MIPSpro POWER C supports compiler pragmas that command parallel execution of segments of code. The IRIS POWER C analyzer automates the insertion of these pragmas in a serial program.
In all three languages, the run-time library—which provides the execution environment for the compiled program—contains support for parallel execution. The compiler generates library calls. The library functions create lightweight processes using sproc(), and distribute loop iterations among them.
The run-time support can adapt itself dynamically to the number of available CPUs. Alternatively, you can control it—either using program source statements, or using environment variables at execution time—to use a certain number of CPUs.

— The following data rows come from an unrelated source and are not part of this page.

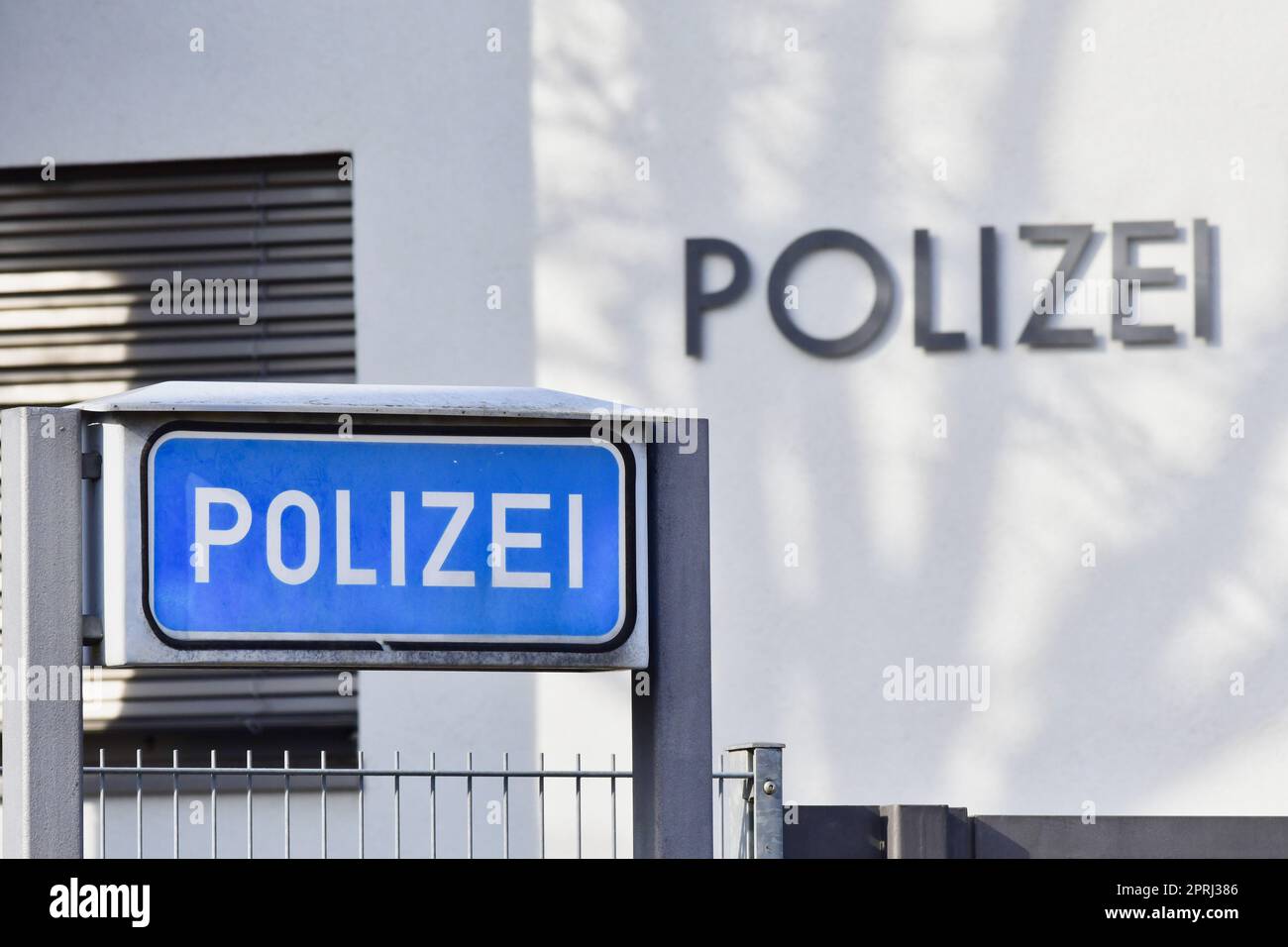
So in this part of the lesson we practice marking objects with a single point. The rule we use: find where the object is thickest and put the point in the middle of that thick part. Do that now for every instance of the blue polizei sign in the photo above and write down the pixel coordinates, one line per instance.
(313, 540)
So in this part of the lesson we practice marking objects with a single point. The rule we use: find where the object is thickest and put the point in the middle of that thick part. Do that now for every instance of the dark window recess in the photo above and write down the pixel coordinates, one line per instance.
(77, 260)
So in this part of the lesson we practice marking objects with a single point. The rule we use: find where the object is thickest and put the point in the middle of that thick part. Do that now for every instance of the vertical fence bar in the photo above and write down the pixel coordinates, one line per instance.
(469, 804)
(397, 804)
(174, 783)
(322, 767)
(138, 800)
(362, 812)
(250, 809)
(286, 802)
(720, 802)
(43, 738)
(214, 806)
(505, 805)
(671, 722)
(102, 802)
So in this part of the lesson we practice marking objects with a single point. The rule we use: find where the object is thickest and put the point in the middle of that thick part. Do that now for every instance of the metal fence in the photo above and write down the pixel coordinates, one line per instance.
(346, 805)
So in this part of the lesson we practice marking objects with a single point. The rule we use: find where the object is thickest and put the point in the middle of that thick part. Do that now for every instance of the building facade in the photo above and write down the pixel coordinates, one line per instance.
(1091, 528)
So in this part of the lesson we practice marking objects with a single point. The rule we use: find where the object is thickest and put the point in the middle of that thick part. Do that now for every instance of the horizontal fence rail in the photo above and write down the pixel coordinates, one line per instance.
(198, 793)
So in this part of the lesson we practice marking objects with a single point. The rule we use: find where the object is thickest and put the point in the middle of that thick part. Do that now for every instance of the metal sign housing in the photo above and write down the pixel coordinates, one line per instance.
(361, 526)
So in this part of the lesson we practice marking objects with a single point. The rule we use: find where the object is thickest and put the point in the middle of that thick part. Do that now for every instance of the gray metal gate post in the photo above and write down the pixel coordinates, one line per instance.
(42, 497)
(756, 826)
(671, 706)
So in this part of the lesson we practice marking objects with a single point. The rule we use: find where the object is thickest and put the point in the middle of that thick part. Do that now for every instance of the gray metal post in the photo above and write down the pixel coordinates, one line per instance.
(671, 706)
(927, 831)
(756, 825)
(42, 499)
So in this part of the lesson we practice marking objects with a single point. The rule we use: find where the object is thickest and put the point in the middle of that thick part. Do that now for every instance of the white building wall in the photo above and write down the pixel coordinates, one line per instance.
(518, 169)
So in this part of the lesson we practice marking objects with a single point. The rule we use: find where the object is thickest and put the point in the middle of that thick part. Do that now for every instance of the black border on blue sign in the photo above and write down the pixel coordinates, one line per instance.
(472, 427)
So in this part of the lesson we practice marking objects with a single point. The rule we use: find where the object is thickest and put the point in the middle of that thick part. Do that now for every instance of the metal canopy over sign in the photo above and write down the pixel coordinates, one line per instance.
(365, 526)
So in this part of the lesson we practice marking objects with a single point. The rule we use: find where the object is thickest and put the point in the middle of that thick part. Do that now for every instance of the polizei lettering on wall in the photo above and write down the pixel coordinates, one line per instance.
(1041, 329)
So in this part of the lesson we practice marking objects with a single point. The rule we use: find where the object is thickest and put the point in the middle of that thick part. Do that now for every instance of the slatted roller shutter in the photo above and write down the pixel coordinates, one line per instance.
(77, 260)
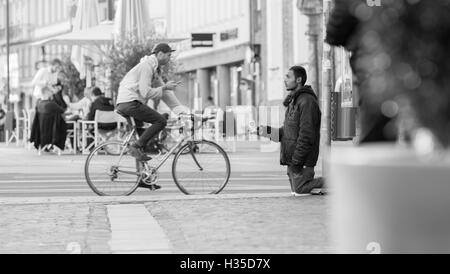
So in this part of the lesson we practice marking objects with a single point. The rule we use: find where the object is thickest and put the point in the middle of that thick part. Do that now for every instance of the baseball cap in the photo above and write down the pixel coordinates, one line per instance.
(163, 47)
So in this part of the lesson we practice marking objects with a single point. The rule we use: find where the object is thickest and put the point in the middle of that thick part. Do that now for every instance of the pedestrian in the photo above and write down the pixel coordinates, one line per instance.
(300, 135)
(59, 97)
(46, 77)
(49, 127)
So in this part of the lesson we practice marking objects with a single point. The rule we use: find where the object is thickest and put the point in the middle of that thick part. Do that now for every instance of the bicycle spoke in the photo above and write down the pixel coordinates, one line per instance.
(213, 176)
(111, 175)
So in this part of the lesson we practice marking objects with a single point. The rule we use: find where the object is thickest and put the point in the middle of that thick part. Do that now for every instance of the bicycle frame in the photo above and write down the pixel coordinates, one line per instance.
(134, 133)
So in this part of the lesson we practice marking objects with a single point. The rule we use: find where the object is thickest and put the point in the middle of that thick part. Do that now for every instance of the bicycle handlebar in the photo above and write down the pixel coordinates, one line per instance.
(195, 118)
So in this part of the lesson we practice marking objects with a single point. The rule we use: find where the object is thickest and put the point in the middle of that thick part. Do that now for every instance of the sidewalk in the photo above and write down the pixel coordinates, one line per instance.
(235, 224)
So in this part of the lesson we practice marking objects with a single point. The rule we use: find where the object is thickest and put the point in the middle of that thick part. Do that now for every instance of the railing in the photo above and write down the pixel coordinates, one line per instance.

Statement-level parallel support is based on using common variables in memory, and so it can be used only within the bounds of a single-memory system, a CHALLENGE system or a single node in a POWER CHALLENGEarray system.
One way to design a parallel program is to think of each thread of execution as operating in an independent address space, communicating with other threads by exchanging discrete units of data as messages through an abstract, formal interface for message exchange.
The threads of a program designed in this way can be distributed over different computers. Three message-passing execution models are supported by Silicon Graphics systems. Each defines and implements a formal, abstract model for data exchange. Two of the models allow a computation to be distributed across the nodes of a multiple-memory system, without having to reflect the system configuration in the source code. The programming models are:
Shared Memory Model (SHMEM)
Message-Passing Interface (MPI)
Parallel Virtual Machine (PVM)
All three models are briefly summarized in the following topics, and are discussed in more detail in Chapter 14, “Message-Passing Parallelism.” Support for all three is included in the Message-Passing Toolkit (MPT) product. For an overview of MPT, see this URL:
The SHMEM library has been used for some time on Cray systems and is now available for all Silicon Graphics multiprocessors as part of the MPT. A program built on SHMEM is a process-level parallel program. Each process runs in a separate address space. The SHMEM library routines are used to exchange data, and to coordinate execution, between the processes.
SHMEM routines support remote data transfer through put operations, which transfer data to a different process, and get operations, which transfer data from a different process. Other operations supported include data broadcast and data reduction; barrier synchronization; as well as atomic memory updates such as a fetch-and-increment on remote or local data objects.
SHMEM operations are all memory-to-memory, and as a result have extremely high bandwidth and low latency. However, a SHMEM-based program cannot be distributed across multiple systems.
MPI is a standard programming interface for the construction of a portable, parallel application in Fortran 77 or in C, especially when the application can be decomposed into a fixed number of processes operating in a fixed topology (for example, a pipeline, grid, or tree). MPI has wide use on many large computers.
A highly tuned, efficient implementation of MPI is part of the MPT. Within a single system, MPI messages are moved memory-to-memory. Between nodes of an Silicon Graphics Array system, MPI messages are passed over a HIPPI network. Latency and bandwidth are intermediate between memory-to-memory data exchange and socket-based network communication.
PVM is an integrated set of software tools and libraries that emulates a general-purpose, flexible, heterogeneous, concurrent computing framework on interconnected computers of varied architecture. Using PVM, you can create a parallel application that executes as a set of concurrent processes on a set of computers that can include uniprocessors, multiprocessors, and nodes of Array systems.
Like MPI, PVM has wide use on many types of supercomputer, including Cray systems. An implementation of PVM is included in the MPT. PVM is discussed in more detail under Chapter 14, “Message-Passing Parallelism.”